Who We Are:
A group of entrepreneurs that believe the pursuit of one’s passion is a journey of spiritual transformation that leads to financial sustainability.

What We Do:
We Are Building a Synergistic Support Group Based on Exchange of:
o Information
o Ideas
o Abilities
o Resources
o Energy

How We do That:
o Group Meetings Every Other Tuesday
o Conscious Awareness of Unconscious Processes
o Discover Your Strengths
o Play to Your Strengths
o Jen-Su Formula of Success
o WITI Formula for Failure
o Share Success
o Ride the Synergy Wave
o Telling a Different Story
o Weekly, Scheduled, One on Ones with Coach Jones
o Impromptu One on Ones with Each Other
o Informal Gatherings as the Spirit so Moves Us

All of the above is intended to bring conscious awareness to our unconconscious processes.


Science of Optimism

Optimism can be defined as a collection of thoughts (positive expectations for the future) and behaviors (persistence, directing energy toward goals). The consequences of optimism arise from this collection of individual thoughts and acts: when people have positive thoughts about their futures, they are more likely to pursue goals that will make those futures come true.

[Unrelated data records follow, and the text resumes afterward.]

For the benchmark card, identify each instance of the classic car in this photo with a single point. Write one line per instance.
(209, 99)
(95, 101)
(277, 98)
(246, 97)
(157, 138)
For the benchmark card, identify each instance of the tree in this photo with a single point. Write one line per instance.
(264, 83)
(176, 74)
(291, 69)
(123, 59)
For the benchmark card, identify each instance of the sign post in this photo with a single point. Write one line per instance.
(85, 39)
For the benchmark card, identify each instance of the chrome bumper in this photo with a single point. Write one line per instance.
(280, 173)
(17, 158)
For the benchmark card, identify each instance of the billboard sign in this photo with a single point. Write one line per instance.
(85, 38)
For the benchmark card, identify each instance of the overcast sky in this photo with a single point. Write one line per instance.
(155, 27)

Positive thoughts improve lives when they lead to positive behaviors, and those positive behaviors lead to building resources. If what you are doing builds a resource, then t is positive; if not, then it is neutral at best or possibly negative. And building resources makes people happier, more satisfied with their lives, and even healthier. So, optimism is important insofar as it leads people to be more engaged, persistent, and motivated in their positive behaviors, which leads to resource growth, which leads to happiness.

Optimism and happiness come from your daily choices. There is evidence to suggest you can develop a more optimistic attitude, and since your “nature” is really just your habitual attitudes, then changing your habits can actually change your nature.

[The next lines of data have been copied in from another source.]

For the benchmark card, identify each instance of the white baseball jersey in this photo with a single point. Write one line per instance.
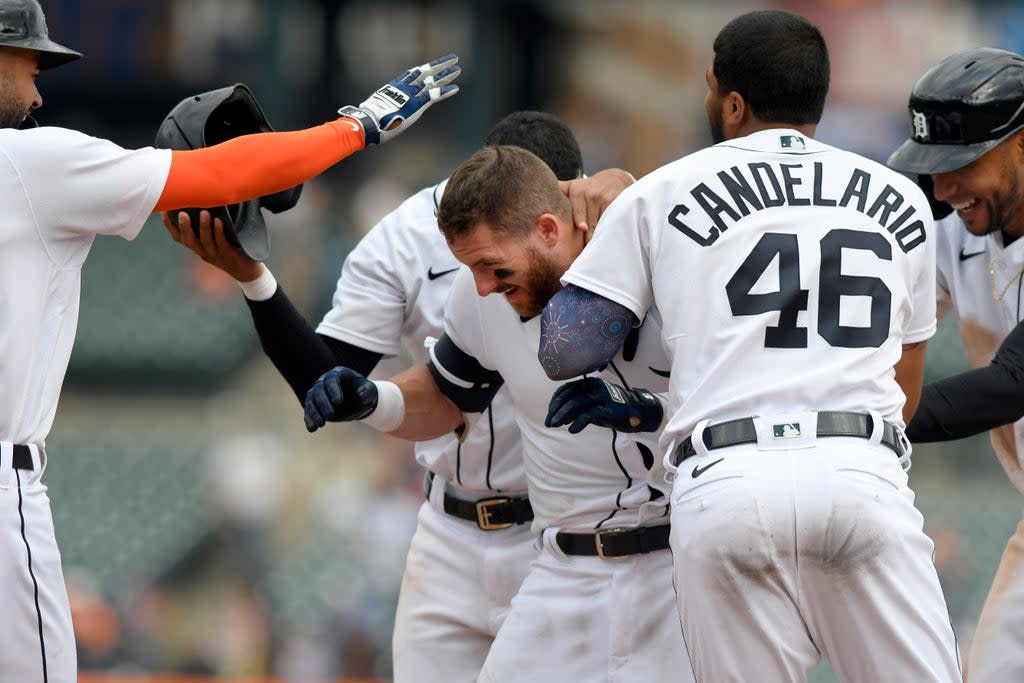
(980, 279)
(577, 619)
(788, 274)
(390, 296)
(59, 189)
(596, 478)
(748, 328)
(459, 580)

A vision (or goal) without action is just a fantasy. Fantasies have the opposite effect on motivation and action that optimism does. Fantasies encourage people to linger on a dream, where optimism encourages people to ACT to achieve it. Optimism involves consideration of the contrast between what is now and what could be. Fantasy, on the other hand involves immersion in an enjoyable but entirely simulated future world that doesn’t admit the contrast between what is and what could be. As a consequence, when people ONLY visualize already having what they want they often disengage from actually trying to get it.

Optimists are automatically MORE attentive to positive aspects of their environment than are pessimists. Although automatic seems to imply “uncontrollable,” automaticity is merely a function of practice.

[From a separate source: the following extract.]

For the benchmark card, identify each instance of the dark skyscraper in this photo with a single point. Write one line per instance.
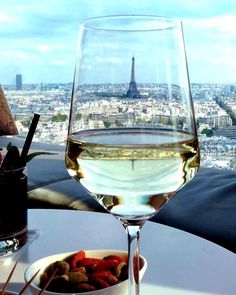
(133, 92)
(18, 82)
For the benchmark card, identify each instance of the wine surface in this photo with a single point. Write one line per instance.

One simple way to train attention to the positive is to keep a log of three good things that happen each day. Not everyone pays attention to the good things that happen to them within a day. Those who don’t pay attention, miss the motivation and inspiring aspects of their lives, not to mention reminders of their progress and even their resources.

Noticing positive things every day can help people to realize that they have more resources than they were aware of and to feel different about their lives.

In fact, this attention change is one of the things that can lead to long- term changes in happiness.

A large study compared the effectiveness of several different one-week exercises on happiness six months later. The exercises included thinking about a time in the past when you were at your best, identifying your personal strengths, using strengths in new ways, expressing gratitude to someone you have never properly thanked, or writing down three good things that happened each day. Al these exercises made people feel happier, but happiness dissipated over time. The “three good things” exercise, though, actually increased happiness over time so that people who did that exercise got happier and happier over six months. WHY? First, people who did that exercise were more likely to keep doing it after their mandatory week ended. Second, as they did that, they got better at it. That is, over time, their attention habits became more optimistic. Third, noticing the positive helped energize motivation to behave positively, leading to an upward spiral to attention to one’s positive thoughts, motivation, positive behavior, and growth.

You can use a journal to create NEW habits of thinking. Being positive is not enough to get the entire optimism system working. Evidence for the missing piece comes from studies that asked people to write journal entries about important situations in their lives. Many people think of a journal as a place to express their deepest thoughts and feelings. However, deep emotional expression might not be good for people when their thoughts and feelings are pessimistic. Pessimists might get mired in rumination and depression. Fortunately for pessimists, you don’t have to use a journal to explore the deepest thoughts and feelings you already have. They can use the journal to refocus on the possibility of a positive future which is the equivalent of noticing three good things because it gets them in the habit of thinking positively about the future.

You can also use a journal to better self-regulate; that is, to be aware of your goals, to behave in a way that is consistent with your goals, and to explore ways to overcome obstacles. Writing about what you want AND also HOW you are going to get it activates the self-regulatory loop and actually increases the odds that you’ll get what you want.